Archive for October, 2019

My first encounter with Lisette Oropesa took place in her Met debut as Susanna, replacing Isabel Bayrakdarian. Her singing was fresh and charming and I knew she would go places. Mozart was there again for the second time I saw her as Ismene in a Mitridate in Munich. There my impression was a bit tamer. She seemed busy with the notes and sparkled only intermittently. As I last met her as Gilda at the Met she was fully in control of the coloratura and other technical challenges but rather self-contained and detached in terms of interpretation . Then the news of her success in Les Huguenots in Paris, the Richard Tucker Award and leading roles in Europe and back in New York made me seize the opportunity to see her recital at the Theatro Municipal in Rio de Janeiro.

She offered an ambitious bel canto and French Romantic arias concert, a showcase of her later roles. She started off with the entrance aria of Donizetti’s Lucia di Lammermoor, in which she proved alert to the text and nimble in her fioriture sung in perfect legato. As in other items of the program, she treads lightly in extreme high notes but provides athletically supported in alts in her puntature. And the trills are beyond reproach.
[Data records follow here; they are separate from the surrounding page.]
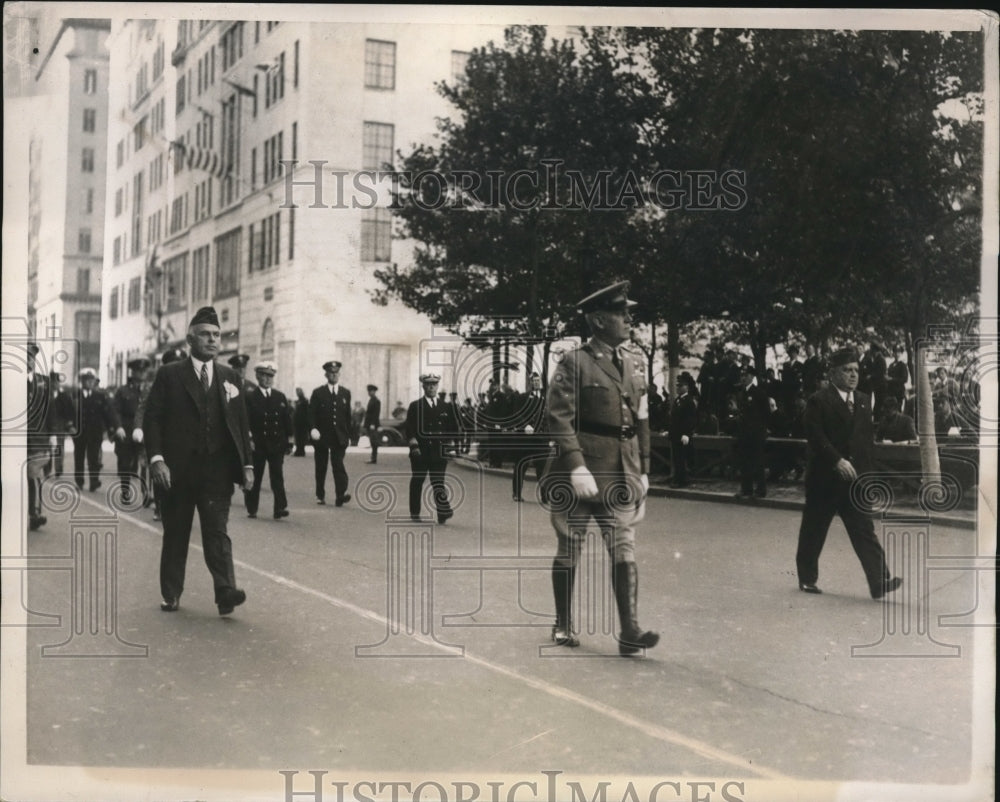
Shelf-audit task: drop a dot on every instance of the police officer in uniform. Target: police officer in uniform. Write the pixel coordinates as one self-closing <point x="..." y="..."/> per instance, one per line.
<point x="598" y="418"/>
<point x="126" y="405"/>
<point x="430" y="425"/>
<point x="330" y="430"/>
<point x="271" y="433"/>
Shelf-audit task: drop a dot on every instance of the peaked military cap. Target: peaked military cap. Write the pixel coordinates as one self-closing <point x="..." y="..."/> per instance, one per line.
<point x="614" y="296"/>
<point x="206" y="314"/>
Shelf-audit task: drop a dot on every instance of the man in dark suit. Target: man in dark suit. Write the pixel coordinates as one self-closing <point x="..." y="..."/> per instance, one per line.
<point x="683" y="422"/>
<point x="839" y="431"/>
<point x="373" y="413"/>
<point x="430" y="425"/>
<point x="270" y="419"/>
<point x="126" y="403"/>
<point x="198" y="444"/>
<point x="750" y="442"/>
<point x="598" y="417"/>
<point x="330" y="430"/>
<point x="530" y="448"/>
<point x="97" y="416"/>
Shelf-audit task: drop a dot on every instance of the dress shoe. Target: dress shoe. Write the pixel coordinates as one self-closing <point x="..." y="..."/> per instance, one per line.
<point x="887" y="587"/>
<point x="230" y="599"/>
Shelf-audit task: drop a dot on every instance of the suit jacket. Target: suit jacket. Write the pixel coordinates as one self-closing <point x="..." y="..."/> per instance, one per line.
<point x="430" y="428"/>
<point x="832" y="434"/>
<point x="587" y="393"/>
<point x="331" y="415"/>
<point x="270" y="421"/>
<point x="171" y="417"/>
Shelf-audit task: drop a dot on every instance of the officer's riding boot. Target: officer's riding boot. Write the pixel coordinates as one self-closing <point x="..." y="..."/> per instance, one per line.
<point x="631" y="639"/>
<point x="563" y="578"/>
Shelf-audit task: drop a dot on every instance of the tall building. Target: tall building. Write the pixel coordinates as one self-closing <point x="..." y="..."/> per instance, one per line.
<point x="201" y="211"/>
<point x="66" y="184"/>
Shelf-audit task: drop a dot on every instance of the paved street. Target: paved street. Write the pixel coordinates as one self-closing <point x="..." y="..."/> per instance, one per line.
<point x="752" y="680"/>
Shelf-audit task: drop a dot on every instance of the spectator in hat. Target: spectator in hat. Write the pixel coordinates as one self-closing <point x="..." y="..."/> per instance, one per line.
<point x="330" y="431"/>
<point x="430" y="426"/>
<point x="97" y="417"/>
<point x="373" y="412"/>
<point x="198" y="444"/>
<point x="840" y="437"/>
<point x="598" y="417"/>
<point x="270" y="420"/>
<point x="126" y="403"/>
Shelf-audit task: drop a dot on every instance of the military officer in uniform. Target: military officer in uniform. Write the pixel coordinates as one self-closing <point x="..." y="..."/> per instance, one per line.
<point x="271" y="434"/>
<point x="430" y="426"/>
<point x="330" y="431"/>
<point x="126" y="405"/>
<point x="598" y="418"/>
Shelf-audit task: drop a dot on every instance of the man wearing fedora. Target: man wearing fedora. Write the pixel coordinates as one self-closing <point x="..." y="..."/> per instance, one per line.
<point x="430" y="426"/>
<point x="330" y="431"/>
<point x="598" y="418"/>
<point x="97" y="416"/>
<point x="271" y="432"/>
<point x="840" y="435"/>
<point x="126" y="403"/>
<point x="198" y="445"/>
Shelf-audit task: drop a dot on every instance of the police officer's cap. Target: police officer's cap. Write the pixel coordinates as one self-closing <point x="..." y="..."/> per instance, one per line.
<point x="206" y="314"/>
<point x="613" y="297"/>
<point x="844" y="356"/>
<point x="173" y="355"/>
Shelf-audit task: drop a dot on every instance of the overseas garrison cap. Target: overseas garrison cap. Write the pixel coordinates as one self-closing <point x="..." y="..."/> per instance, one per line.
<point x="205" y="315"/>
<point x="172" y="355"/>
<point x="843" y="357"/>
<point x="612" y="297"/>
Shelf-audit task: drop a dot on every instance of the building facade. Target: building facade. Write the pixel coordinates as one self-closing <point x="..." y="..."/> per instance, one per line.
<point x="206" y="116"/>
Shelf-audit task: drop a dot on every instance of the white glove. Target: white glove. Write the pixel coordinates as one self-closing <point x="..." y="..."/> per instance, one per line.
<point x="584" y="484"/>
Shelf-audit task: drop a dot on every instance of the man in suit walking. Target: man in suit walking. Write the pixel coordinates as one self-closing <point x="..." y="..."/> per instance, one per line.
<point x="97" y="416"/>
<point x="198" y="445"/>
<point x="598" y="416"/>
<point x="330" y="430"/>
<point x="430" y="426"/>
<point x="370" y="424"/>
<point x="838" y="422"/>
<point x="271" y="433"/>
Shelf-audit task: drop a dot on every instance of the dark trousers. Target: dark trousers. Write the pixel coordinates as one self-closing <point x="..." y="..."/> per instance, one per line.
<point x="275" y="462"/>
<point x="751" y="463"/>
<point x="822" y="503"/>
<point x="88" y="449"/>
<point x="434" y="467"/>
<point x="209" y="489"/>
<point x="335" y="457"/>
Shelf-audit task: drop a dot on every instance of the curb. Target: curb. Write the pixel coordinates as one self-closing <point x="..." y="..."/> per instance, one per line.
<point x="727" y="498"/>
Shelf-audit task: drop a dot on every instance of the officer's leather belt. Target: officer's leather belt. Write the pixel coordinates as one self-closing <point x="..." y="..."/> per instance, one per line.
<point x="603" y="430"/>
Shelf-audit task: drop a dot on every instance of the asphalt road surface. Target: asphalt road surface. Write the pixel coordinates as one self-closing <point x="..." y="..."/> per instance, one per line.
<point x="370" y="644"/>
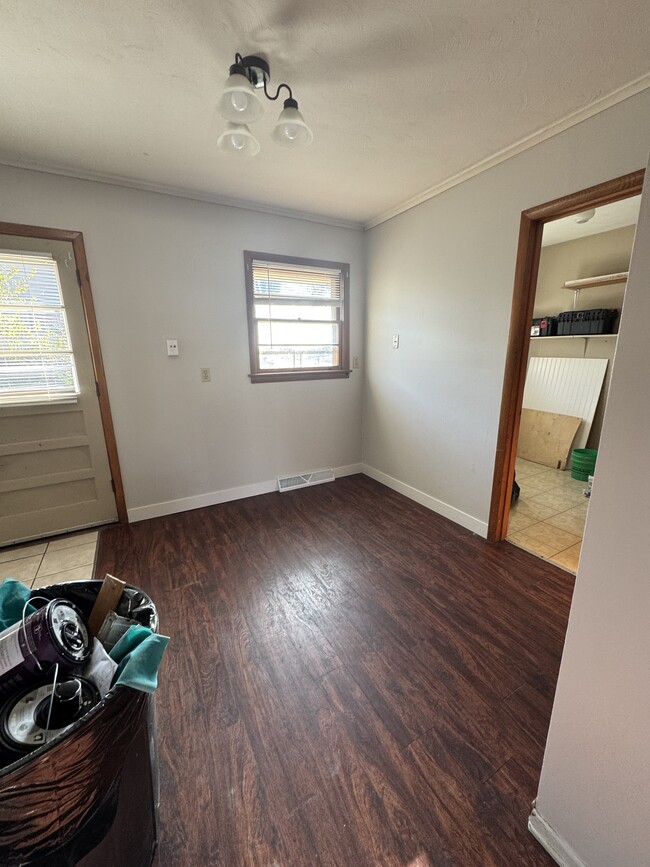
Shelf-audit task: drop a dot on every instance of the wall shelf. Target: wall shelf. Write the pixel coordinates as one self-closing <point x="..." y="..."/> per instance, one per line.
<point x="573" y="336"/>
<point x="603" y="280"/>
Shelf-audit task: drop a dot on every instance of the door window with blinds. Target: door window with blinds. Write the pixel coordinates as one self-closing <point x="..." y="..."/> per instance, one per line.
<point x="36" y="360"/>
<point x="297" y="317"/>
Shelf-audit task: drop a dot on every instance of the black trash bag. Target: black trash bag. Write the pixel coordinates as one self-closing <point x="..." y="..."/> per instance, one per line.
<point x="59" y="803"/>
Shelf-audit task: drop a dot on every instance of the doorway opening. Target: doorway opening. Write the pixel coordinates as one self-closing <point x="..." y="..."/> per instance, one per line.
<point x="60" y="456"/>
<point x="531" y="232"/>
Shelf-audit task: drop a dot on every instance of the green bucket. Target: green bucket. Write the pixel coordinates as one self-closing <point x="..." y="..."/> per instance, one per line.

Her second aria was Adieu, notre petite table from Massenet’s Manon, a number that let her show the clarity and the idiomatic quality of her French, a serviceable low register and an innate grasp of French style. Actually, the old-fashioned grain of her velvety soprano is tailor-made for that repertoire, where the absence of flashiness in her high notes is less of a liability than in bel canto roles (especially in big theatres). The first part of the evening was rounded off with the entrance aria of Bellini’s La Sonnambula. Actually, Bellini flatters Ms. Oropesa’s ease with long lines, her flickering vocal production keeping those elegiac phrases alive. Also, her whole attitude is extremely proper to ingénue roles, which benefit from her warm, feminine personality. And again – the coloratura was accurately and joyfully dispatched.

After the interval, her open-eyed youthfulness made her Marguérite credible and less of a Dummkopf in Ah, je ris from Gounod’s Faust. The next item in the program, musicianly sung as it was, showed that Verdi and Puccini should not be – at least at this point – her core repertoire. There is no sense of radiance and liberation in Magda’s high notes in Ch’il bel sogno from La Rondinelli, even if she sang them with abandon. Back to Bellini, she was again in her safe place as Elvira in a heartfelt mad scene from I Puritani, crowned by lovely pianissimi. The encore – Juliette’s waltz from Gounod’s Roméo et Juliette only confirmed that French opera is probably where she is going to make a difference.

The house orchestra might keep you on the edge of your seat in its unreliability and the overture to Rossini’s Guillaume Tell was a bumpy ride. Conductor Yuval Zorn slowly regained his pace in the Méditation from Massenet’s Thaïs. The spalla may not have the world’s most glamorous tone but floated his tone and provided tasteful portamento comme il  faut. After the pause, the orchestra seemed to have warmed and, in spite of some blunders in the brass section, displayed richer sounds in its strings, especially in the nocturne from Carlos Gomes’s Condor.